I «BAZOOKA» MONETARI non hanno effetto. La crisi attuale colpisce l’«offerta» e la «domanda», contemporaneamente. Non deriva dall’esplosione di una bolla speculativa dei mutui subprime come nel 2007-2008. L’idea che sta circolando è garantire un’immensa liquidità verso l’economia «reale». Così si pensa di contrastare gli effetti prodotti dal blocco delle attività. Resta tuttavia da capire come si potrà spendere questo denaro se le attività resteranno chiuse per un tempo che potrebbe essere lungo alcuni mesi, e gli effetti durare anni. Una prospettiva che potrebbe aprire il campo a una radicale discussione del sistema economico e di quello sociale investito da una crisi così virulenta. In questa prospettiva i 25 miliardi di euro stanziati dal governo italiano appaiono irrilevanti. Saranno necessarie ben altre misure.

STA CIRCOLANDO in questi giorni tra gli aruspici della finanza l’ipotesi per cui  una svolta potrebbe arrivare dalla comunicazione di un vaccino contro il Covid 19. Speranza remota, sebbene si siano intensificati gli annunci della sperimentazione di varie soluzioni. Sempre che arrivi in tempi non prevedibili si tratterà di capire cosa resterà dell’economia che abbiamo conosciuto fino ad oggi.

DOPO I DISCORSI di Macron giovedì e ieri, gli interventi di Merkel e l’insistenza ieri dell’Eurogruppo la drammatizzazione è arrivata al diapason a livello continentale, mentre sembra rafforzarsi l’idea di un coordinamento di politica economica tra i governi europei. «Assicureremo che le regole di bilancio e quelle per gli aiuti di stato non impediscano di sostenere le nostre economie. La flessibilità c’è e sarà pienamente utilizzata. Ma la battaglia durerà a lungo», ha sottolineato il suo presidente Centeno, non diversamente da quanto assicurato dalla Bce e dalla stessa Commissione Ue. «Ci serve un coordinamento senza precedenti sul bilancio. Siamo pronti a tutto» ha detto il commissario Ue agli affari economici Paolo Gentiloni. L’approvazione della riforma del meccanismo europeo di stabilità (Mes) è stata rinviata con le sue polemiche. Per Gentiloni è «uno strumento straordinario» per affrontare la «crisi». «È arrivata una risposta coordinata e significativa» ha detto il ministro dell’economia Gualtieri. Per ora, il «patto di stabilità e crescita» che abbiamo visto in questi anni in Europa resta «sospeso». Nel medio periodo potrebbero diventare archeologia economica.
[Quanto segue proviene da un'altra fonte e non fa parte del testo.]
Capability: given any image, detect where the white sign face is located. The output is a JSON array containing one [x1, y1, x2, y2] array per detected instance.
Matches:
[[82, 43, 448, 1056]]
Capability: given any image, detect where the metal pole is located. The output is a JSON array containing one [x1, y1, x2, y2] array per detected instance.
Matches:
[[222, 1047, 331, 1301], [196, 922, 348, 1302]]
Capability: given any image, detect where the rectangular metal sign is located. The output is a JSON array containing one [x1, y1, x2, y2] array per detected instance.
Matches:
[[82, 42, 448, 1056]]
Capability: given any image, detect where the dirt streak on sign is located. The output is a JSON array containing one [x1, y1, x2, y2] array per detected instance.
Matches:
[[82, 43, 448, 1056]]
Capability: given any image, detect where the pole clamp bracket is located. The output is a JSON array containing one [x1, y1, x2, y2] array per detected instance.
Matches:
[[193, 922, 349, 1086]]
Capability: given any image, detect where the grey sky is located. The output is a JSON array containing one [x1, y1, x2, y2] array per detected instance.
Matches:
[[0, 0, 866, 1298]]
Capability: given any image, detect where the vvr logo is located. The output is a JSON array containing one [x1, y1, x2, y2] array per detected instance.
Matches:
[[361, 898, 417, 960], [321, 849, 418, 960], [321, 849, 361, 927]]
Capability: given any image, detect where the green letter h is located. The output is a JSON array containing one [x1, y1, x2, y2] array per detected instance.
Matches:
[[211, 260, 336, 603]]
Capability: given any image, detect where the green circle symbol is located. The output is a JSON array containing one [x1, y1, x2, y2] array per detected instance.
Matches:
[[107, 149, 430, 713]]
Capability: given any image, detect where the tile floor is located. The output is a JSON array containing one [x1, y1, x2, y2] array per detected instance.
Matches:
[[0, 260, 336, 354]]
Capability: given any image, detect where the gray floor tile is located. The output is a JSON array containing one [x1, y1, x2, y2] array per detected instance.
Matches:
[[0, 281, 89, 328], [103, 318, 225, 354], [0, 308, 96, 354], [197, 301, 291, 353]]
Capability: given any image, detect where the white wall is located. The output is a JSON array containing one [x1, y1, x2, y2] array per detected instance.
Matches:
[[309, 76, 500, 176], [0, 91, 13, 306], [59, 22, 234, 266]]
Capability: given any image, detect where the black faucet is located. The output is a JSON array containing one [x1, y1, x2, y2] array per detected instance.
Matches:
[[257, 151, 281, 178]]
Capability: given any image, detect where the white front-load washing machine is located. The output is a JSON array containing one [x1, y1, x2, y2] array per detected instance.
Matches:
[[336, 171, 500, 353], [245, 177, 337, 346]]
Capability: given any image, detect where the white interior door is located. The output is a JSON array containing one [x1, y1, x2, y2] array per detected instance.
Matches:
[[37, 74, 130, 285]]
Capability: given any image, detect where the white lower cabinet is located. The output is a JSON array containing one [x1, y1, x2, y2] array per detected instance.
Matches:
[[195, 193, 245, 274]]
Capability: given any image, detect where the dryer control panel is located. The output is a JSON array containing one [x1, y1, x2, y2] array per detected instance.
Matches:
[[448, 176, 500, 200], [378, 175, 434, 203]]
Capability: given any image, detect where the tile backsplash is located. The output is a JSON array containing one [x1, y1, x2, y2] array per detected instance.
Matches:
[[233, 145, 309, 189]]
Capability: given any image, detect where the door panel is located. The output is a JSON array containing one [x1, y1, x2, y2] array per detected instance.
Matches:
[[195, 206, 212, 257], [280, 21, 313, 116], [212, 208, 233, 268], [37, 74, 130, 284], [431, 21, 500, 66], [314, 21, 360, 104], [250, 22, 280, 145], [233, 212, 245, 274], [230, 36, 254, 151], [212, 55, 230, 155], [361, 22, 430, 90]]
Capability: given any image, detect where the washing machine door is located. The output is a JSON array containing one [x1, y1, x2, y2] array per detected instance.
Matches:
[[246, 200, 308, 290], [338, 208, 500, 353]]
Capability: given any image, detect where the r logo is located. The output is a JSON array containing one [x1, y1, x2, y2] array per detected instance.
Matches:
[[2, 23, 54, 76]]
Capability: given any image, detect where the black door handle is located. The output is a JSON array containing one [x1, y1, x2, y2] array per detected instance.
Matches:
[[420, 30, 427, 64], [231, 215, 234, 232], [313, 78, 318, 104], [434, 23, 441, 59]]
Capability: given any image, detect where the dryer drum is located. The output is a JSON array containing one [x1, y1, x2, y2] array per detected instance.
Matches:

È EMERSA inoltre la consapevolezza che le misure fino ad ora disposte a livello internazionale sono insufficienti. Il direttore generale del Fmi Kristalina Georgieva ha detto che a questa economia servono stimoli per «prevenire danni duraturi» e l’azione dei governi deve essere concertata, non frammentaria come in questo momento. Gli stimoli di bilancio del G20 furono il 2% del Pil nel 2009, circa 900 miliardi di dollari di oggi. Nella nuova crisi ne servirebbero mille. Potrebbero non bastare in quella che è definita, ad ogni livello, come una guerra.

LA METAFORA DELA GUERRA circola dappertutto in questi giorni, alimenta il discorso pubblico e mediatico. Non indica una guerra contro un nemico “umano”, ma contro una “minaccia” che interrompe il normale corso di una vita identificato con il “progresso”, la “crescita”, la realtà identificata con il capitalismo che oggi scopre dentro di sé un’anomalia che ha inceppato la sua corsa. La metafora della guerra, sanitaria e non militare, affermata con forza ieri anche da Macron, serve inoltre a rinserrare la popolazione nelle file di un esercito immaginario schierato contro una presenza inquietante che, in realtà, si trasmette da essere umano a essere umano. Questo uso di un concetto emblematico può favorire cortocircuiti di ogni tipo, a cominciare da una radicale immunizzazione dalle relazioni per un tempo indefinito e con il rischio di conseguenze auto-distruttive. La guerra economica potrebbe anche portare a un’economia della sopravvivenza, una volta riscontrata l’inutilità dei tentativi di riavviare la macchina a lungo termine. Per il momento ha portato alla sospensione della riforma delle pensioni e dell’università in Francia osteggiate da un movimento di massa e alla progressiva e disordinata chiusura dei confini interni ed esterni agli Stati colpiti dalla pandemia.